The daughter asked: "What are the chances of survival?"
I said: "I estimated around 40% as your dog is emaciated. All skin and bones now. You can see the spine protruding."
The daughter said: "My dog eats a lot and will even eat the other dog's food. The vets don't believe when I say that."
"It is hard to believe. Any dog or person that eats a lot will put on weight. What do you feed?"
"Brown rice and potatoes," she said. "The vet advised against dry dog food as she has skin problems. Her foot pads are licked red and so the vet thinks that my dog is allergic to dry dog food."
This is surprisingly the second emaciated dog I was presented on this fine Sunday morning. I had just hospitalised an emaciated poodle who had a painful mouth and screamed when I touched the mouth. Blood tests were taken to find out why. The lady owner had another dog with urinary stones. So no dry dog food for that dog. And similarly for this poodle.
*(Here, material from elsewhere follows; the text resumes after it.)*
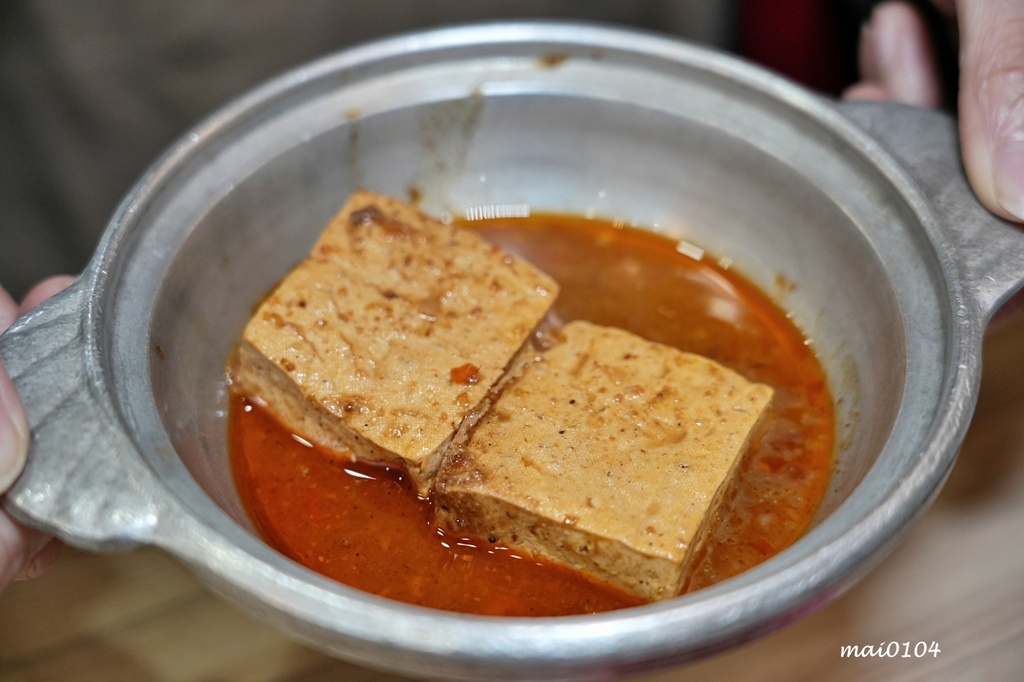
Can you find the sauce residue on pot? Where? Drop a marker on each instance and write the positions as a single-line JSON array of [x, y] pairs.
[[366, 525]]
Skin and bones and protruding spines.
Back to the old Shih Tzu. What to do?
"Do you advise euthanasia?" the daughter asked me since I said that the Shih Tzu was at the end of his life-span of 10 years. Healthy ones may live up to 15 years but they usually live to 10-15 years in Singapore.
"The decision to euthanase is up to the owner," I advised. In advising euthanasia, some owners deem the vet to be a good for nothing. Only know how to advise euthanasia.
I said: "In many cases, it is a matter of economics too. These tumours can be cut off by electro-surgery. You may buy some time for the old dog."
"If they are cancerous, the tumours will recur around 2 months."
"What to do then?"
"It is best you and your mum take 3 or 4 days to think what to do," I said. "If surgery is your option, I will operate but you know the chances of survival are around 40% and I have not done any blood test to know the dog's health, to save some money, since you had spent $2000 at the other vets."
"How much is the surgery?"
"I can only estimate. Around $500 - $1,000"
"My dog barks at me when I tell him that he will be put to sleep," the daughter said. "So, I do not want to do it."
The owners went home to feed the dog on a good diet for the next 3-4 days, multivitamins and antibiotics. Surgery will be scheduled on Thursday morning at 10 am if she wants surgery. This is the type of high-risk surgery where fools go in where angels feel to tread. But is there any other choices? Chemotherapy will not work and I don't want the owners to get false hopes. Neither will surgery if there is recurrence. But there is no other choice. It was Hobson's choice.